= Portland Project =

The Portland Project is an initiative by freedesktop.org aiming at easing the portability of application software between desktop environments and kernels by designing cross-platform APIs and offering implementations thereof as libraries to independent software vendors (ISVs).

The project was taken to establish a greater foothold of Linux and other Unix-like operating systems in the desktop market. It aims at resolving a number of key factors that are believed to reduce the adoption rate of Linux distributions as operating system of choice for desktop computers at home or in the office.

While the Tango Desktop Project was started to give users a more unified graphical experience, the Portland Project is intended to ease the porting of desktop applications to Linux for independent software vendors (ISVs). The project goal is to let software developers worry less about the desktop environment a distribution is using, and thus bring it on more common ground with Microsoft Windows and macOS in this particular area.

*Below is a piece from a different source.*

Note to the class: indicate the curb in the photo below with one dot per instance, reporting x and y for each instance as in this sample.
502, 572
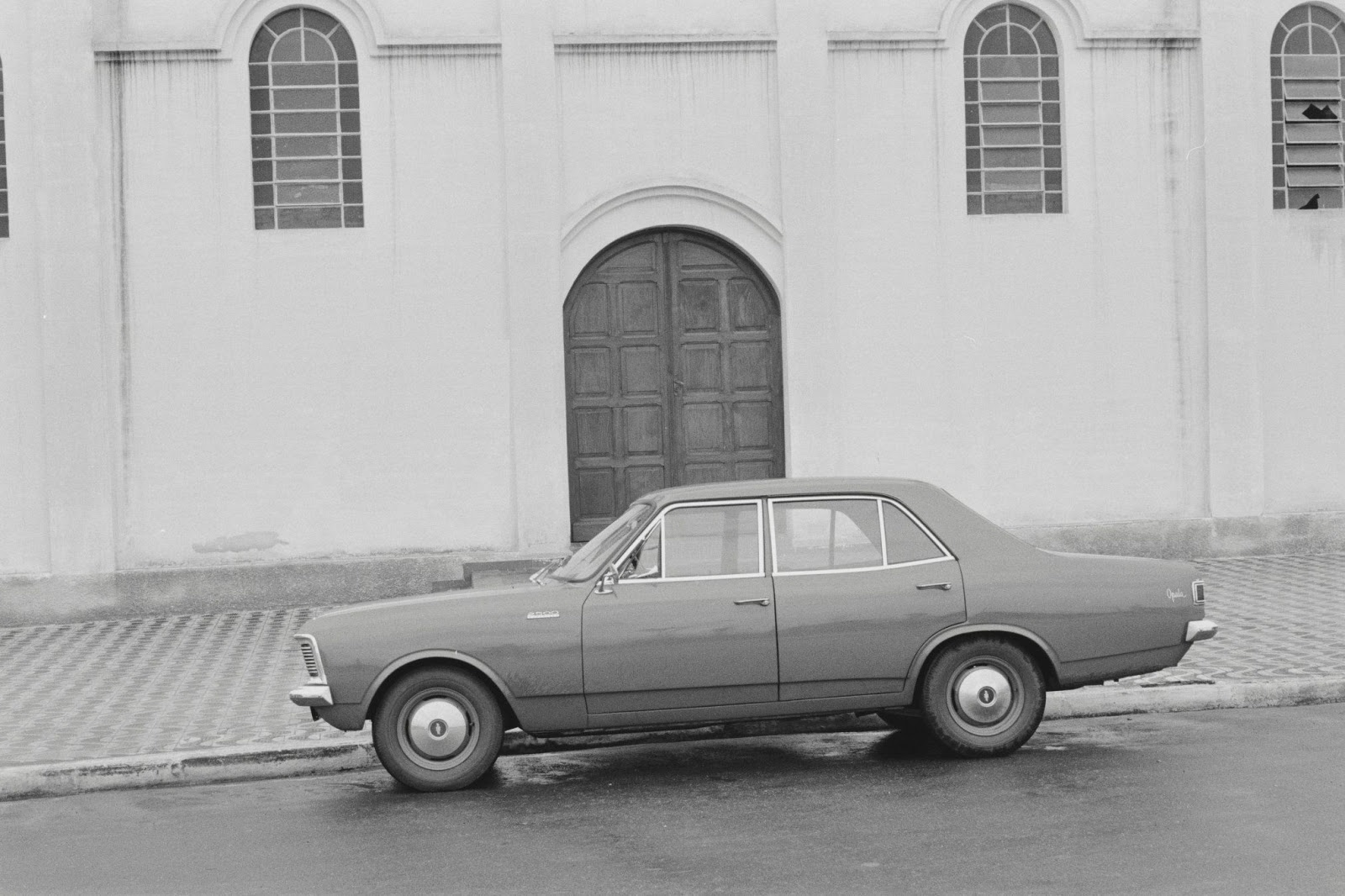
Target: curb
226, 764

In 2006, the project released Portland 1.0 (xdg-utils; "Cross Desktop Group Utilities"), a set of common interfaces for desktop environments. A key part of the interface is a common MIME type database for icons and programs associated with file types.

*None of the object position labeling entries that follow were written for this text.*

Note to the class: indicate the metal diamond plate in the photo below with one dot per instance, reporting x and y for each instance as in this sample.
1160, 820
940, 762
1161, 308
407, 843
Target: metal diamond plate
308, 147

The project has Alex Graveley (GNOME) and George Staikos (KDE) as two of the task force leaders, who will look to gain feedback from ISVs, integration possibilities, and possibly create a draft implementation as well.

The initial Portland Project meeting, held in Portland, Oregon, was sponsored by the Open Source Development Labs (the predecessor of the Linux Foundation). At the start of that initial meeting, Nat Friedman of Novell came up with the project name: "well, we are here in Portland... how about the Portland Project?"